In summary, EMV is primarily effective for reducing card-present fraud by securing against counterfeit cards.
The Role of P2PE – Securing Card Data in Flight
Forensic investigations have confirmed that the preferred method for extracting account data from point-of-sale (POS) systems has been the use of RAM-scraping malware. This breed of malicious software is able to access clear-text card data as it is processed within system memory, even if the system uses encryption to receive and re-transmit this sensitive data. While card data may be received by the POS system in encrypted form, encrypted when stored, and encrypted when transmitted, it is unencrypted while in memory and therefore is highly vulnerable to this type of attack.
The role of P2PE is to immediately and fully encrypt all cardholder data within the payment terminal.

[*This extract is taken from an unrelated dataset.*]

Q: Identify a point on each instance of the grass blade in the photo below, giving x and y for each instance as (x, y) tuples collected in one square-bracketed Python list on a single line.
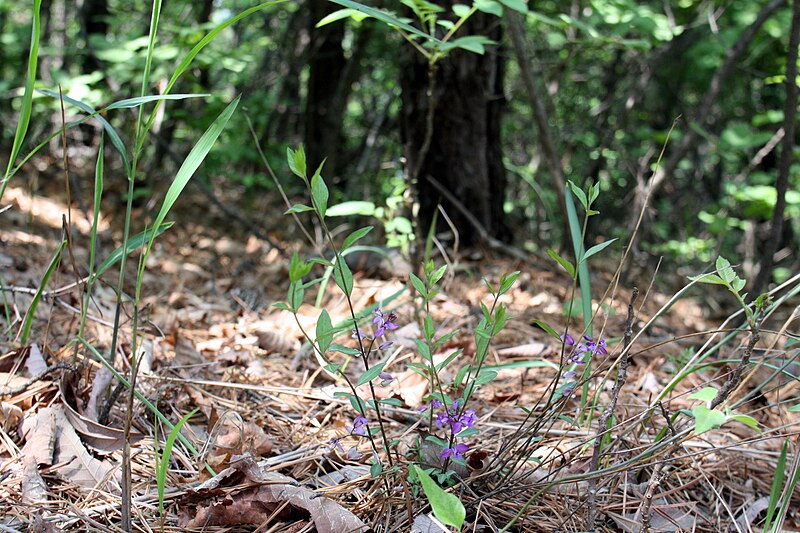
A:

By using strong encryption, device management practices, and key management, P2PE is effective at addressing the risk of card data compromise for card data in transit out of the merchant network as it is transmitted to the gateway or acquirer for decryption and processing.
There are two types of terminal encryption – PCI-listed P2PE solutions and unlisted solutions (sometimes called end-to-end encryption or E2EE). While there are many nuanced differences, which we will discuss in next week’s blog, there are three high-level requirements that every P2PE/E2EE solution must offer:
- The card data must be encrypted using strong cryptography
- The encryption must be performed within a secure hardware device
- It must not be feasible to decrypt the data within the merchant environment
Through this process, P2PE performs the function of devaluing the cardholder data in the eyes of any hacker who may otherwise seek to access this information within the merchant’s software, systems, and network, therefore securing card data in-flight.
The Role of Tokenization – Securing Card Data at Rest
Finally, there are merchants who must perform certain customer billing functions such as delayed charges, subscriptions, refunds, or credits, which require credit card information.
Tokenization is the technology where secure card data storage is centralized and a different value is used to represent the original cardholder data. When ready to be re-used, the token must generally be passed to the tokenization provider, where the original cardholder data is retrieved, decrypted, and utilized.
To take full advantage of the benefits of tokenization, PCI SSC recommends that merchants tokenize sensitive data as quickly as possible, replace cardholder data with tokens wherever it is stored, and use services that do not provide a mechanism to “detokenize” data, as this presents another avenue that may be exploited. When properly implemented, use of tokenization instead of storing actual cardholder data is valuable for securing card data at rest.